Madoff, 70, pleaded guilty to 11 counts in a criminal information whose maximum sentences total 150 years.
During an allocution he read in a steady voice, but with his eyes blinking rapidly, Madoff told Southern District Judge Denny Chin that he was "so deeply sorry and ashamed" for his crimes.
Madoff's attorney, Ira Sorkin of Dickstein Shapiro, who had successfully kept his client out on bail since his Dec. 11 arrest, was fighting an uphill battle as he argued that Madoff is not a flight risk and should be allowed to stay in his Park Avenue penthouse until sentencing on June 16.

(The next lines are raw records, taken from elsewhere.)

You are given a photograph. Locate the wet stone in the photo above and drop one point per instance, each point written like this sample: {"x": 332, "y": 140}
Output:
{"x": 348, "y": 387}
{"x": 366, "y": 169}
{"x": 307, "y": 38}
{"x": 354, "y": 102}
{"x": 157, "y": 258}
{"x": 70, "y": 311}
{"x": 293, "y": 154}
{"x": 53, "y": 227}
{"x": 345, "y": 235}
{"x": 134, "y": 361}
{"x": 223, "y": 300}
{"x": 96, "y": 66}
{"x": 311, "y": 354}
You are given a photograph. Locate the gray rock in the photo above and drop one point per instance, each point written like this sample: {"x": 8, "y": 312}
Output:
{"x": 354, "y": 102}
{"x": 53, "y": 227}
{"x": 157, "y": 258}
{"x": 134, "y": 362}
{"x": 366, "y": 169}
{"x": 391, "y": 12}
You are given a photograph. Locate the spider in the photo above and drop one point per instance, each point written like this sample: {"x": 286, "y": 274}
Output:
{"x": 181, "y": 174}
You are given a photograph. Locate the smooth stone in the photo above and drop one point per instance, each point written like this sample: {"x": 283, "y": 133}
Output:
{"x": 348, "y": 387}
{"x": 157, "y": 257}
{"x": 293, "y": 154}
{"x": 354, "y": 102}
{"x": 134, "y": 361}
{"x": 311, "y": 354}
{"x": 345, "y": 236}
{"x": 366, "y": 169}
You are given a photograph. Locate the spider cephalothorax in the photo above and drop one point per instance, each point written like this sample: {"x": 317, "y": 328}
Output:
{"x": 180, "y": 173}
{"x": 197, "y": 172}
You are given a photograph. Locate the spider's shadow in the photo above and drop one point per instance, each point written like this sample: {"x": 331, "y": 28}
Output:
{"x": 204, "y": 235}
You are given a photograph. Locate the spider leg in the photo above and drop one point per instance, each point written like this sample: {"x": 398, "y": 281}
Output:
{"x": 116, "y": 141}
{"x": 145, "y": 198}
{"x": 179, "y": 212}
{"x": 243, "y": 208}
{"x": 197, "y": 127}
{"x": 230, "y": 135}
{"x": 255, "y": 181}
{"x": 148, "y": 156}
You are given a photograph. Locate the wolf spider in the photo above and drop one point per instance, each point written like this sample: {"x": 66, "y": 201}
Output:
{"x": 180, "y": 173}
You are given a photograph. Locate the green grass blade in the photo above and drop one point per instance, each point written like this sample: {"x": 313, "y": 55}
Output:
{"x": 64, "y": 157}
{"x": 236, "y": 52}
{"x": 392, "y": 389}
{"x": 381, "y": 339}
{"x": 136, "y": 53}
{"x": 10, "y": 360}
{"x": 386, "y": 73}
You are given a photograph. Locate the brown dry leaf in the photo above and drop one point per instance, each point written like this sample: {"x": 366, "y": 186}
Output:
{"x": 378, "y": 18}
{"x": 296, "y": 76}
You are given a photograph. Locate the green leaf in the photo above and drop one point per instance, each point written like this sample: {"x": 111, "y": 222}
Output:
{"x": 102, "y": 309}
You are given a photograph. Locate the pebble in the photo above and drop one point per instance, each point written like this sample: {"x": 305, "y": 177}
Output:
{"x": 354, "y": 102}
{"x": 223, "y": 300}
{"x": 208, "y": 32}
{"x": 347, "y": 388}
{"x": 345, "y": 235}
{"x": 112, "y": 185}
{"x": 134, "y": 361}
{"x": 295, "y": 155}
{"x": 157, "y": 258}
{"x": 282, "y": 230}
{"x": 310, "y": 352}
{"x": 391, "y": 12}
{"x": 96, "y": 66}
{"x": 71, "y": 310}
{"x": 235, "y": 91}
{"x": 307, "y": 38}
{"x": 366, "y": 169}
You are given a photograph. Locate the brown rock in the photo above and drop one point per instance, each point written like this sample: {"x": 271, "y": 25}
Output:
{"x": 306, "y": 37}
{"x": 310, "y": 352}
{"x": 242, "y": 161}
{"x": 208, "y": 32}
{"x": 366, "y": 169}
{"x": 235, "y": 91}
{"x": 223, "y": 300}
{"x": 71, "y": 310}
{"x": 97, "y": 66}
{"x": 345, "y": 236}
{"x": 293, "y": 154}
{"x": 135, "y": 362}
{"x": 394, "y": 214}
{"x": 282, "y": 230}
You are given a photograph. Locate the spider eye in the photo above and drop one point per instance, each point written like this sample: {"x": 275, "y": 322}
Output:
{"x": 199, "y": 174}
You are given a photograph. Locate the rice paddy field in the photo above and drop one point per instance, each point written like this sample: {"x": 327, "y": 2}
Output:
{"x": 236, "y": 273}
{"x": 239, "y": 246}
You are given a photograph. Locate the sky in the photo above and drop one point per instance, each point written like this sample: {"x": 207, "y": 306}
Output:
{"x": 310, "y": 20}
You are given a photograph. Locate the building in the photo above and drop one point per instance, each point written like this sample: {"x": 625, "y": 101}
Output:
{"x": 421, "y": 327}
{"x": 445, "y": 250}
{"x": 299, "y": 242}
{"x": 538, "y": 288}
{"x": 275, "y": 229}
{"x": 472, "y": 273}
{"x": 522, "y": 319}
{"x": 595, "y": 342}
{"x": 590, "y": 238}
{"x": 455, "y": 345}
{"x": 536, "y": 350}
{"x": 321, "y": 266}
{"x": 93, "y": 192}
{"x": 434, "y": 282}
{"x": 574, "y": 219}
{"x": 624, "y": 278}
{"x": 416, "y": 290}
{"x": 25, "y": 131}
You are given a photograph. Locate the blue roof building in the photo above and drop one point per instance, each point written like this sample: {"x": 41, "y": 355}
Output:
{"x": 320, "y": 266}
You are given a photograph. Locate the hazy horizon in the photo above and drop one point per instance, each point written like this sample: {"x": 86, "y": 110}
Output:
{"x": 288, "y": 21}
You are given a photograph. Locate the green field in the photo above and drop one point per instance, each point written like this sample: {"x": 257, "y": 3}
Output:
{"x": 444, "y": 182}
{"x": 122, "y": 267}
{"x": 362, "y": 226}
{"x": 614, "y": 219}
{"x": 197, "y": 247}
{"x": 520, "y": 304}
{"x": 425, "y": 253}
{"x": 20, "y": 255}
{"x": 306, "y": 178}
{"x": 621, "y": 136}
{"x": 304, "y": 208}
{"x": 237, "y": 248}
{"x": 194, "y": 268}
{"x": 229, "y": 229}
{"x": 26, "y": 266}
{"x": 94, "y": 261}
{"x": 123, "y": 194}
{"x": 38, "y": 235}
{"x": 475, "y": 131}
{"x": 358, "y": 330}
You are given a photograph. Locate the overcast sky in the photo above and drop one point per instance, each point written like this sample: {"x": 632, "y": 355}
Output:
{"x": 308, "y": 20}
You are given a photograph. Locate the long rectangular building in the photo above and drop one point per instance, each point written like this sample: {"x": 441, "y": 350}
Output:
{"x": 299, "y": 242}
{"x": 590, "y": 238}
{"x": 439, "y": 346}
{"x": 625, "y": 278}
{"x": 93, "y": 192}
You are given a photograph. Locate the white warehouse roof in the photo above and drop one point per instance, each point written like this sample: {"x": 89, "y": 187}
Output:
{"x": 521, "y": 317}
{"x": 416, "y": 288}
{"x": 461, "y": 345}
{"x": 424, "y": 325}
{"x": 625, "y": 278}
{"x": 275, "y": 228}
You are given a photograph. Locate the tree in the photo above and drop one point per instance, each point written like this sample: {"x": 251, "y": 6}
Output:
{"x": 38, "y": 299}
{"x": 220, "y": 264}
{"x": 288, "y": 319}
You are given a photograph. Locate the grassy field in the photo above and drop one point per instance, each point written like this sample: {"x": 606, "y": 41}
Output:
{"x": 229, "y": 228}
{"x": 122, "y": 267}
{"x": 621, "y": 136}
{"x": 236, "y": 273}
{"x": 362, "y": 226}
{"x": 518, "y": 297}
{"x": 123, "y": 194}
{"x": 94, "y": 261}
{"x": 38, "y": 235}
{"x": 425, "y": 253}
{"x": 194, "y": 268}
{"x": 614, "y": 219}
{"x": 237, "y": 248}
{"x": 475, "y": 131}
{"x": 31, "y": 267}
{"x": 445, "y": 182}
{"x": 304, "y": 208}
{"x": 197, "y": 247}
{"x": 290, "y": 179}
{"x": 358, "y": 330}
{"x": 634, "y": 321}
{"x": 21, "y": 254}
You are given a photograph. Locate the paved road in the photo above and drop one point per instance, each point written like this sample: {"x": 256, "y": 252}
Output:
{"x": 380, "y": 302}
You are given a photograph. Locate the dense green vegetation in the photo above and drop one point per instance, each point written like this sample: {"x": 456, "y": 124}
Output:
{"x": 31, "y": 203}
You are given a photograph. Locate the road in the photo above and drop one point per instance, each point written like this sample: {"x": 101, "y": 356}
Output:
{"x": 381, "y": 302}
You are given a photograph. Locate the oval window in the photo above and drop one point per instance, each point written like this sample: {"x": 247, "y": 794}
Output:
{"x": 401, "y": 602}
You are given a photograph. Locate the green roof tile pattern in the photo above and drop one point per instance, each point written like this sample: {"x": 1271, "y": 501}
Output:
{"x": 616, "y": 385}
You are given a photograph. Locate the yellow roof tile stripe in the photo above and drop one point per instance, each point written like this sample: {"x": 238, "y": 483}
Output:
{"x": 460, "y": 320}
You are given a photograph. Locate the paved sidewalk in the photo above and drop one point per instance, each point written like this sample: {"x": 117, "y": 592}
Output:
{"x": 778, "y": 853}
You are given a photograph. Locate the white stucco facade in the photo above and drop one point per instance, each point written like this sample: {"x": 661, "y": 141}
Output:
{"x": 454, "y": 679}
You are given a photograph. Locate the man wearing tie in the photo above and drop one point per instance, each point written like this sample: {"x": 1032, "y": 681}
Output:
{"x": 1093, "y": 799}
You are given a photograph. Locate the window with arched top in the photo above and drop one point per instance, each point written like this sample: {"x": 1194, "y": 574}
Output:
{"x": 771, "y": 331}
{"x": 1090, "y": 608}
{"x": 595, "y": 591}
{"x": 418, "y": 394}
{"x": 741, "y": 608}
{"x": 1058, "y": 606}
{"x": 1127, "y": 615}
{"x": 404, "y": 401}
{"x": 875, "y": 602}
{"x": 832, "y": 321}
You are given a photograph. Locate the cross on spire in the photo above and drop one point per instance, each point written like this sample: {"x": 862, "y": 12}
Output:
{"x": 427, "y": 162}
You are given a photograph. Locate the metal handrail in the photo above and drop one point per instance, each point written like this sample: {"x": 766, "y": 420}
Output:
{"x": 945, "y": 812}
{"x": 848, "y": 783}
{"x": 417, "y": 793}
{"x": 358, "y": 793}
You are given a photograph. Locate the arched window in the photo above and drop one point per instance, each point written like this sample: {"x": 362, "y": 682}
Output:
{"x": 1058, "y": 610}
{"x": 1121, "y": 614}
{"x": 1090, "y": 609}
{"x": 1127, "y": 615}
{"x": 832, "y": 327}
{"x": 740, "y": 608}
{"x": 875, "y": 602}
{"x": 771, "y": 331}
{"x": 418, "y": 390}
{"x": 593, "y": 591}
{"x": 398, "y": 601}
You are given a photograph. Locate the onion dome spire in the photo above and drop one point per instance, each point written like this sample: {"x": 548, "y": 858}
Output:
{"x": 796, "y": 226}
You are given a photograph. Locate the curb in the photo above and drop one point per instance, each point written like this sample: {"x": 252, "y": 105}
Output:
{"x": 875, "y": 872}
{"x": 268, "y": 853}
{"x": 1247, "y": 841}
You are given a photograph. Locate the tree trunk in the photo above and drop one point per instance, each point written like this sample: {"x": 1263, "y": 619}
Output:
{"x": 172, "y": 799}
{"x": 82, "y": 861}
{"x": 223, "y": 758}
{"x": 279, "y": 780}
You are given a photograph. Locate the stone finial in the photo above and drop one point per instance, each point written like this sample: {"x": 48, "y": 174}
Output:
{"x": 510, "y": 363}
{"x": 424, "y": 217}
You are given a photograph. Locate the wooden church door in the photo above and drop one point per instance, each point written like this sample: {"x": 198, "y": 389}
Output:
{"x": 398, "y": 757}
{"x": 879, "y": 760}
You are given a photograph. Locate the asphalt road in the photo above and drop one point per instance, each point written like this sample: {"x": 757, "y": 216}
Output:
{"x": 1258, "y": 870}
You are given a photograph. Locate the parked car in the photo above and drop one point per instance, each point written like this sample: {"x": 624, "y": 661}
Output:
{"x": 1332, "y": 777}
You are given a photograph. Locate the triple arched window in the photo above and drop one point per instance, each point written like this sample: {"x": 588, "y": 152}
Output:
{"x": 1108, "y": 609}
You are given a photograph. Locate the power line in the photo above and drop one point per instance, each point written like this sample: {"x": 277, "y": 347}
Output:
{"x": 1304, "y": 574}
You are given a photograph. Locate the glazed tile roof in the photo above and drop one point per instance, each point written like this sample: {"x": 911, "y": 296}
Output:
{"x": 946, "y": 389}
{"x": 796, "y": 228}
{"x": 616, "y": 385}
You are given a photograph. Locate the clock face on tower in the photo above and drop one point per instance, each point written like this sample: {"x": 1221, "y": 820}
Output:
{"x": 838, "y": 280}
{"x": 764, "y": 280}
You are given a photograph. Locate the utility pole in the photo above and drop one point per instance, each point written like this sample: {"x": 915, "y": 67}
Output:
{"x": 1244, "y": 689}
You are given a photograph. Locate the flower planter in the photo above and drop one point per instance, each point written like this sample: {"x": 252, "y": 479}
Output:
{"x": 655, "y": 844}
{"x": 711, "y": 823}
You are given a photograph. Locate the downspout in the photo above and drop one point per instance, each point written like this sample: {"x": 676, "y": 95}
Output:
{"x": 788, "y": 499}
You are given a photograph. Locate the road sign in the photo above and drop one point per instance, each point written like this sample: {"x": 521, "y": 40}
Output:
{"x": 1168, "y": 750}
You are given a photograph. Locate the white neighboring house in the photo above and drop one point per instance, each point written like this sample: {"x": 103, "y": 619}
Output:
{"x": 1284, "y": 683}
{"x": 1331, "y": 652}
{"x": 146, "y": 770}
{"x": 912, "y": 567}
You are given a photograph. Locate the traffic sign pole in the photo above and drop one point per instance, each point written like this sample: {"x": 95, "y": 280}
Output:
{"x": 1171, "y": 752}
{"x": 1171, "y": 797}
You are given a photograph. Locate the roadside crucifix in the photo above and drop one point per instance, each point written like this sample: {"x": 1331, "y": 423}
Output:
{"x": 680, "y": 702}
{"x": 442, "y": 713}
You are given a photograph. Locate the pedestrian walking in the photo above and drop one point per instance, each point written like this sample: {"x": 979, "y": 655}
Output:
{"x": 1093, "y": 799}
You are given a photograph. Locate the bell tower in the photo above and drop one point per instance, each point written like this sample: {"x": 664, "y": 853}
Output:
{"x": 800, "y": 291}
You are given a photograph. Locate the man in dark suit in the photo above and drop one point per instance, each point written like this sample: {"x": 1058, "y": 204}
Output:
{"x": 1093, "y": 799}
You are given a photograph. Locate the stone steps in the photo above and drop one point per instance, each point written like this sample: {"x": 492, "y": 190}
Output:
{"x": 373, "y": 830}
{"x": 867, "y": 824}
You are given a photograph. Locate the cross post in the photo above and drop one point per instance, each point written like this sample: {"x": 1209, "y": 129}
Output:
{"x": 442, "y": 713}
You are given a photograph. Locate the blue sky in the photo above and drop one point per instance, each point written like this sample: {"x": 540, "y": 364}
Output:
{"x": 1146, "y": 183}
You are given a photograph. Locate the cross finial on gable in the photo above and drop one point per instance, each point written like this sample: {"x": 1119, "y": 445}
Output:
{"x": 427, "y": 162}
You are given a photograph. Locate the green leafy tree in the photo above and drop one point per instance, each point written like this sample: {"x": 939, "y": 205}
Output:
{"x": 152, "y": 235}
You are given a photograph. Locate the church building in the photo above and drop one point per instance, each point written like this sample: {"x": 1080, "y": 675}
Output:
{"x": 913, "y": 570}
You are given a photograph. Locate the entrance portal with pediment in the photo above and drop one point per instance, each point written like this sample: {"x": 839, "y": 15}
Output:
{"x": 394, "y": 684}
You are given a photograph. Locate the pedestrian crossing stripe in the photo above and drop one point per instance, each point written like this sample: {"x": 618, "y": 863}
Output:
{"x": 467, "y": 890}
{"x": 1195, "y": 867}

Sorkin invoked a list of other notorious white-collar defendants who have been allowed to stay out of jail pending sentencing, including John Rigas of Adelphia, Bernard Ebbers of WorldCom and Jeffrey Skilling of Enron. But Assistant U.S. Attorney Marc Litt did not have to say a word on bail, as Judge Chin had made up his mind.
"I don't need to hear from the government," the judge said, for with Madoff facing the equivalent of a life sentence, "he has incentive to flee, he has the means to flee and he is therefore a threat to flee."